This post is based on a podcast with Duane Cummings. If you’d like to listen to more #FlipMyFunnel Podcast episodes, you can check them out here and listen to this episode below!
You want to be a leader, or maybe you are already a leader, and you want to learn how to become a better one. Who are you gonna call?
Here’s What We’re Unpacking Today:
- What is a sensational leader?
- Why are so many leaders also really good communicators?
- How leaders inspire their teams.
- Characteristics of great leaders.
- Sangram’s Summary
- Duane’s Challenge
Here’s what he had to say.
“I think there are 160 countries in the UN, and I’ve visited over 80 of them, so I’m over halfway through visiting all the countries on the planet,” says Cummings. Most of his travel has been both business and pleasure. A lot of his African travel is connected to his wife Kim Cummings’ charity Sole Hope.
What Is a Sensational Leader?
To Cummings, a leader creates other leaders who empower or liberate other people.
Why Are So Many Leaders Also Really Good Speakers?
While many different leaders are good communicators, that’s not necessarily a prerequisite. Some tongue-tied leaders have a team partner who can convey the mission to the team.
How Leaders Inspire Their Teams
Keni Thomas, one of the real soldiers from the Mogadishu/Black Hawk Down incident, is one of Cummings’ favorite examples. Thomas, a speaker-singer-songwriter, orates frequently about leadership, about being of service, and helping the next person.
In Cummings’ professional career, he learned to reframe a challenge or crisis by repeating the phrase “what an opportunity.”
“It’s an opportunity to show how good you are. It’s an opportunity to reconnect with clients. It’s an opportunity to go back in and learn your craft or what you’re doing. Those kinds of mind-shifts, as a leader, even if they sound clichéd in our tagline, will make the difference,” says Cummings.
Speaker and podcaster, Andy Stanley, suggests that leaders go from “how?” to “wow!” For example, when a colleague comes up with a new idea, don’t ask “how?” Just say “Wow, that’s a great idea.”
“How?” can kill an idea before its time, discourage others, and stop your team from coming up with innovations.
A leader’s job is to encourage his team.
“If you just hushed and said ‘Awesome, wow’ and cheer people on,” said Cummings, “productivity would go through the roof in most companies.”
Whether or not any specific idea is executed is immaterial. Everybody wants to be valued. Everybody wants to know they’re being heard.
Characteristics of Great Leaders
Cummings believes that sensational leaders are inclusive versus exclusive. Some leaders have a corner office on a floor that only a chosen few can access. More effective leaders are accessible to their team. Billionaire Michael Bloomberg famously worked out of a cubicle in his company’s bullpen.

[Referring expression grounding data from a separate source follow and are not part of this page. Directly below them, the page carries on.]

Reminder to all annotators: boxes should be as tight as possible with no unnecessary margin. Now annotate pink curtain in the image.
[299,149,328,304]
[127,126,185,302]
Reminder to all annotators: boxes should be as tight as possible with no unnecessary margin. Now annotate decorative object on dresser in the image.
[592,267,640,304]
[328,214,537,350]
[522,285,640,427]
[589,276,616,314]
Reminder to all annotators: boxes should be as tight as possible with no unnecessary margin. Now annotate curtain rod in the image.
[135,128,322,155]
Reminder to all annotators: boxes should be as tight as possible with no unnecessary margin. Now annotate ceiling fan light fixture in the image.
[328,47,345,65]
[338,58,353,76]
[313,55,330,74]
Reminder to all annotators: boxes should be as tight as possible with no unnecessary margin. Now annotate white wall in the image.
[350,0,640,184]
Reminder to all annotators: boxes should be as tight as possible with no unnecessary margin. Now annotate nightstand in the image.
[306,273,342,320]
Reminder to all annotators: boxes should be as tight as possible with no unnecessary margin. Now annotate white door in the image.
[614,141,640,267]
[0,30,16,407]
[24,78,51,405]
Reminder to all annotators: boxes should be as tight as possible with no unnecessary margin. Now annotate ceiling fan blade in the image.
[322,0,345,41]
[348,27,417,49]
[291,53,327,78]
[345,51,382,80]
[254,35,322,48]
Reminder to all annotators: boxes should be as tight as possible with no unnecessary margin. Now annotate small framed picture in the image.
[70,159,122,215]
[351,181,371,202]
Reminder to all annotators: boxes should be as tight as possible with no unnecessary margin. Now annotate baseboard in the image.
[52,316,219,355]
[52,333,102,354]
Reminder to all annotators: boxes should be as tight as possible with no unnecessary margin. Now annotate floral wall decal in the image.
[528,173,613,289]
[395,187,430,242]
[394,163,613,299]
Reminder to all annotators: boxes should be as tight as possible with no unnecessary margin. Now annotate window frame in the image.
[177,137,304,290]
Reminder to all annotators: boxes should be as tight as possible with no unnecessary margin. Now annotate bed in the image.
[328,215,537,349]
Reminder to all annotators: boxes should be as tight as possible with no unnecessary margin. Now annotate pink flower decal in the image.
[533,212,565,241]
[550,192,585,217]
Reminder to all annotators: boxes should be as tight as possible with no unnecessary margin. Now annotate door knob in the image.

Great leaders have to be empathetic. Empathy is being able to put yourself in the other person’s shoes, see it from their point of view, and that’s about awareness.
Leaders are not just aware of what others are doing and feeling, they are also self-aware about how they can use their status to remedy problems.
If a leader thinks somebody is being shortchanged, they’d adjust. If they saw somebody was uncomfortable with a topic, they’d know how to handle it.
Leaders facilitate using the collective intelligence of everybody around them. Great leaders don’t think they have all the answers. They know that the group will most likely come up with something better than they could as an individual.
- Leaders make other people leaders.
- Communication is vitally important.
- Leadership is about serving.
- Use “wow!” instead of “how?” whenever you hear an idea.
- “What an opportunity” is another way to get people to think not solely about problems, but ways to solve them.
- Everybody wants to be valued. Create an environment that brings everybody together, no matter what level they are.
- Leaders are inclusive, they bring people into the fold to solve a problem.
- Leaders are empathetic.
- You cannot be a sensational leader unless you are amazingly self-aware.
In every meeting you have for the next week, one-on-one, group, staff, whatever it is, be the last to talk.
When you speak early, people think you already have the idea that you want, or that your mind is made up. They won’t pitch things to you because they don’t think you’re ready to listen.
Just actively engage and listen. Make notes, confirm, reaffirm. If you have a question, ask it, but don’t contribute anything until the end of the meeting.
Then go over everything, so that the people in that meeting knew that you were actively listening. They will feel valued and you will have set the environment for them to contribute
“Be the person who says ‘I’m all ears.’ That’s the challenge.”